Movido por esse propósito apresentei nesse texto a superfície da cidade como um suporte e mediação para as vozes sociais que constituem a experiência urbana. A cidade, constructo histórico e humano, é atravessada por matérias que se acumulam em seus muros e que a fazem ter múltiplos significados e agentes. Por vezes, naquilo que não se pretende importante, interpelações são realizadas e respondidas. “Algumas letras do alfabeto”, “alguns símbolos convencionais” e “algumas cifras” configuram algumas aberturas passageiras para a vida urbana. Basta olhar (com o barulho de tráfego por trás) para esgotar o lugar e, assim, reconstruir ou contranarrar as figurações da vida social.

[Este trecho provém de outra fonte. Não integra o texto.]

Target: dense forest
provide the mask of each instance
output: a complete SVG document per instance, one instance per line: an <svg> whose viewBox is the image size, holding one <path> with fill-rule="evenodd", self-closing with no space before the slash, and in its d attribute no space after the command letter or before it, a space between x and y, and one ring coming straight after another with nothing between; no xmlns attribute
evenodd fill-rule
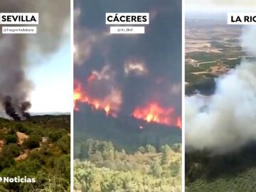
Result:
<svg viewBox="0 0 256 192"><path fill-rule="evenodd" d="M256 191L256 144L216 155L186 154L186 191Z"/></svg>
<svg viewBox="0 0 256 192"><path fill-rule="evenodd" d="M133 154L89 139L74 163L75 191L181 191L181 145L140 146Z"/></svg>
<svg viewBox="0 0 256 192"><path fill-rule="evenodd" d="M70 191L70 115L0 118L0 176L35 178L0 183L0 191Z"/></svg>

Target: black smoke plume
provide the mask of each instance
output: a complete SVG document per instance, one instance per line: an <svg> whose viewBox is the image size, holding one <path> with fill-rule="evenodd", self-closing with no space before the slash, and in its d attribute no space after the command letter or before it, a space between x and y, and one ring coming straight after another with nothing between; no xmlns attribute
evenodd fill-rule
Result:
<svg viewBox="0 0 256 192"><path fill-rule="evenodd" d="M69 0L0 1L2 13L39 13L37 34L0 33L0 114L5 111L15 120L29 118L34 86L27 71L59 48L69 26L70 5Z"/></svg>

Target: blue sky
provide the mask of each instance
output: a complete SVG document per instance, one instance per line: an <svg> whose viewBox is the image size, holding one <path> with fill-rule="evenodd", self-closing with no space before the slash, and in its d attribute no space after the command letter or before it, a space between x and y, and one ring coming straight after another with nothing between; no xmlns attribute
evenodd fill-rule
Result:
<svg viewBox="0 0 256 192"><path fill-rule="evenodd" d="M69 39L55 53L39 59L29 69L34 85L31 95L31 112L67 112L72 110L72 81Z"/></svg>

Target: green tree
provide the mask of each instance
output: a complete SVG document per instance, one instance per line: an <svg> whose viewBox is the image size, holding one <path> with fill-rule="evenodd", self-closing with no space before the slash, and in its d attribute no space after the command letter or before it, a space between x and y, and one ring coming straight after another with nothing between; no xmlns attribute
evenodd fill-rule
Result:
<svg viewBox="0 0 256 192"><path fill-rule="evenodd" d="M6 144L17 142L17 137L14 134L9 134L5 137L4 139Z"/></svg>
<svg viewBox="0 0 256 192"><path fill-rule="evenodd" d="M39 147L41 139L40 136L32 134L25 140L25 142L23 142L23 146L31 149Z"/></svg>

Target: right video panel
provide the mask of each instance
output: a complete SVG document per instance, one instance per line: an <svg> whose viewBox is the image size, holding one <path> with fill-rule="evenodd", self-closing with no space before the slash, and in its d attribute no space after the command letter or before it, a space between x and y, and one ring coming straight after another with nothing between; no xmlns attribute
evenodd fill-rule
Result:
<svg viewBox="0 0 256 192"><path fill-rule="evenodd" d="M256 2L186 4L186 191L256 191Z"/></svg>

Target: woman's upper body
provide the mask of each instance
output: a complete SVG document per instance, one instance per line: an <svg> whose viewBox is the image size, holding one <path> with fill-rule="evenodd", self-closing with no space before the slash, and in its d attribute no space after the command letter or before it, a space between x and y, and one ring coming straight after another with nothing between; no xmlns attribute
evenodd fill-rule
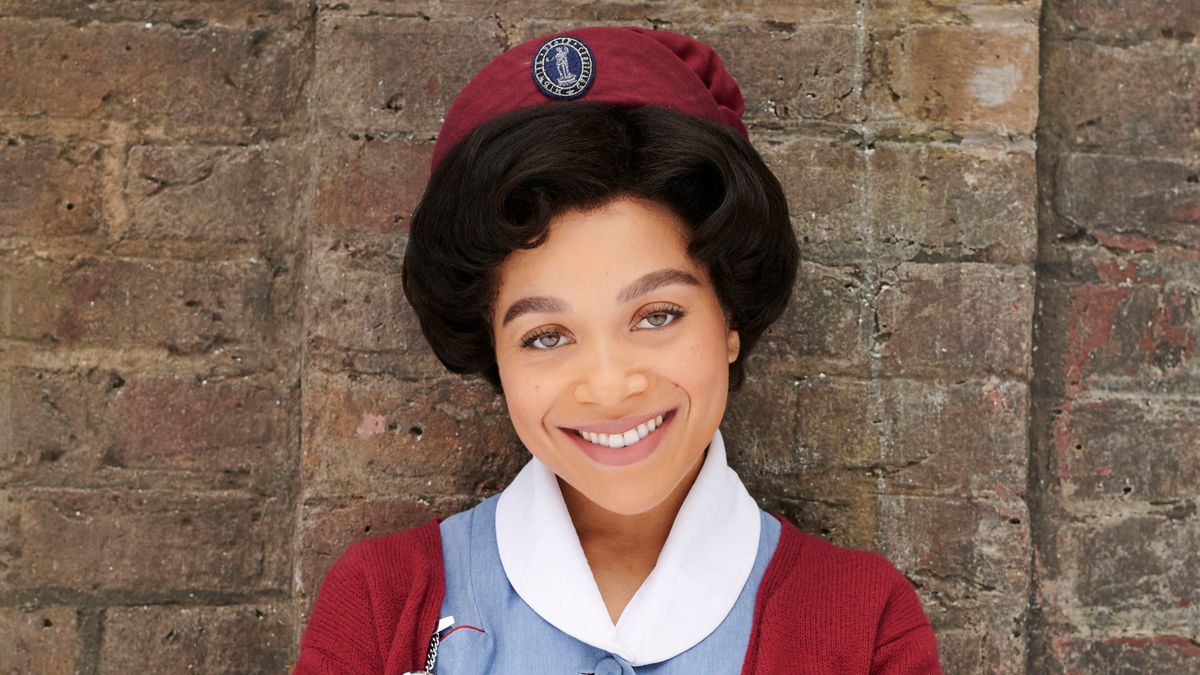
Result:
<svg viewBox="0 0 1200 675"><path fill-rule="evenodd" d="M438 626L444 603L467 602L494 655L547 646L533 639L622 670L732 649L744 673L937 671L902 574L764 520L725 465L727 395L799 256L743 108L708 46L619 28L514 47L456 98L409 222L404 293L437 357L503 393L544 489L518 476L494 514L485 502L443 524L449 548L437 522L352 546L298 670L404 673L442 637L466 659L469 635ZM474 569L463 551L488 545L493 565ZM474 579L512 611L475 611Z"/></svg>
<svg viewBox="0 0 1200 675"><path fill-rule="evenodd" d="M940 673L908 580L761 512L719 434L659 569L608 622L557 482L530 460L474 509L350 546L295 673L424 671L438 626L432 673Z"/></svg>

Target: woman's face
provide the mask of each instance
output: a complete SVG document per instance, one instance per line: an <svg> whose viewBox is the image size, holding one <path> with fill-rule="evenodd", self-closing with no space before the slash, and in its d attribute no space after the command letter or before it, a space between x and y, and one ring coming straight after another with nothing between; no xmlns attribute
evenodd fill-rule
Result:
<svg viewBox="0 0 1200 675"><path fill-rule="evenodd" d="M721 422L738 334L685 226L622 198L551 221L500 265L496 360L521 441L592 502L632 515L694 474Z"/></svg>

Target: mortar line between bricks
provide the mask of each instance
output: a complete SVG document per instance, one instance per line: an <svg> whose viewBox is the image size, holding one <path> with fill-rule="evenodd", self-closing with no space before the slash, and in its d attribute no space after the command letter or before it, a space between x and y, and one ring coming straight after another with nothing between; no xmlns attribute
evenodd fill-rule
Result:
<svg viewBox="0 0 1200 675"><path fill-rule="evenodd" d="M1052 1L1052 0L1050 0ZM1042 222L1043 222L1043 205L1046 204L1045 195L1043 193L1043 175L1042 168L1043 163L1039 160L1043 151L1051 151L1052 148L1045 147L1039 141L1044 139L1044 132L1042 131L1042 119L1045 109L1043 107L1043 94L1045 92L1045 73L1049 67L1049 50L1046 47L1046 25L1049 20L1050 6L1049 2L1043 0L1042 6L1038 12L1038 89L1037 89L1037 125L1033 130L1034 142L1037 148L1033 155L1034 166L1034 221L1037 223L1034 244L1034 263L1033 263L1033 335L1030 340L1030 347L1033 350L1033 354L1030 358L1030 384L1028 384L1028 402L1026 408L1026 460L1025 460L1025 502L1026 502L1026 527L1028 532L1030 551L1028 551L1028 567L1027 574L1030 579L1028 592L1025 598L1025 662L1021 664L1025 673L1036 673L1037 667L1040 663L1039 656L1045 640L1043 638L1043 631L1048 628L1045 617L1042 613L1042 577L1038 571L1038 550L1040 546L1040 538L1044 531L1045 513L1045 501L1048 498L1046 489L1044 484L1046 482L1045 468L1040 461L1039 456L1039 442L1038 435L1040 429L1038 428L1038 419L1036 412L1042 410L1044 399L1037 395L1039 388L1039 365L1044 365L1048 356L1046 350L1038 350L1039 331L1038 331L1038 315L1039 307L1042 306L1042 283L1039 280L1039 262L1043 251L1043 238L1042 238ZM1054 177L1050 177L1051 180ZM1054 186L1050 186L1052 190ZM1052 208L1052 207L1051 207Z"/></svg>
<svg viewBox="0 0 1200 675"><path fill-rule="evenodd" d="M320 77L318 72L318 59L317 59L317 40L320 35L318 30L318 23L320 17L320 6L313 2L310 6L308 12L308 80L306 86L312 89L316 88L316 82ZM300 288L307 289L310 287L310 280L312 276L312 233L316 229L314 221L317 217L317 186L319 184L319 177L323 168L322 153L318 151L319 138L323 129L319 123L319 115L317 110L317 96L310 95L305 97L305 112L307 114L305 144L308 153L308 161L305 165L308 167L308 173L305 175L306 185L302 190L304 198L301 203L304 204L304 217L298 217L296 222L302 223L304 232L296 238L298 253L302 256L302 264L298 271L300 279ZM307 297L307 293L302 293ZM290 617L290 644L288 645L288 664L294 664L294 659L299 658L300 652L300 637L304 633L304 615L305 615L305 602L301 599L301 584L305 581L301 579L301 532L304 525L304 504L305 504L305 486L304 486L304 443L305 443L305 407L304 407L304 388L305 388L305 375L308 366L308 327L312 321L312 303L305 301L300 311L300 350L298 351L298 359L295 368L295 440L292 456L292 498L293 501L293 513L292 513L292 573L288 575L288 616ZM310 580L310 585L311 580ZM316 587L308 590L310 597L316 591Z"/></svg>

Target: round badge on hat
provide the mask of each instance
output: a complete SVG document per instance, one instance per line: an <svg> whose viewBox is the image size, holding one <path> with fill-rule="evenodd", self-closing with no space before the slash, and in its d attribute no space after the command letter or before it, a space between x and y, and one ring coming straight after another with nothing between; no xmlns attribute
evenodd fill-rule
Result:
<svg viewBox="0 0 1200 675"><path fill-rule="evenodd" d="M595 79L592 50L569 35L551 37L533 58L533 82L550 98L569 100L583 96Z"/></svg>

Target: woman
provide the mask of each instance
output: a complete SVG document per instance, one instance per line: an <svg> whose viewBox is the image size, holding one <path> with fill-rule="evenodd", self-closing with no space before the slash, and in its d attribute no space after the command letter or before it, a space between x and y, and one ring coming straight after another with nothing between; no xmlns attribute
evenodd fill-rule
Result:
<svg viewBox="0 0 1200 675"><path fill-rule="evenodd" d="M404 291L533 458L350 546L298 673L940 671L895 567L761 510L726 464L727 393L798 258L742 112L716 53L666 31L542 37L467 85Z"/></svg>

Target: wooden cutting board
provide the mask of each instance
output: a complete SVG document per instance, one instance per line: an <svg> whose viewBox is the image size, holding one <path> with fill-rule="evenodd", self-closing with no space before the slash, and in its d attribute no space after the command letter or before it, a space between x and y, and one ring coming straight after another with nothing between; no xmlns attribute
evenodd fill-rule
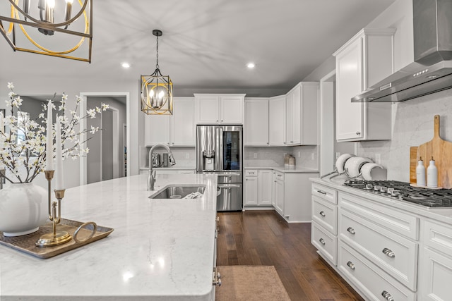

Referências: ROCHA, A. L. C.; ECKERT, C. 2013. (orgs). Etnografia de Rua. Estudos de Antropologia Urbana. Porto Alegre: Editora da UFRGS. SILVA, R. L. 2016. “Prefácio: Experiência do inútil, enfim”. In: PEREC, G. Tentativa de esgotamento de um local em Paris. São Paulo: Gustavo Gili. pp. 7–10. PEREC, G. 2016. Tentativa de esgotamento de um local em Paris. São Paulo: Gustavo Gili.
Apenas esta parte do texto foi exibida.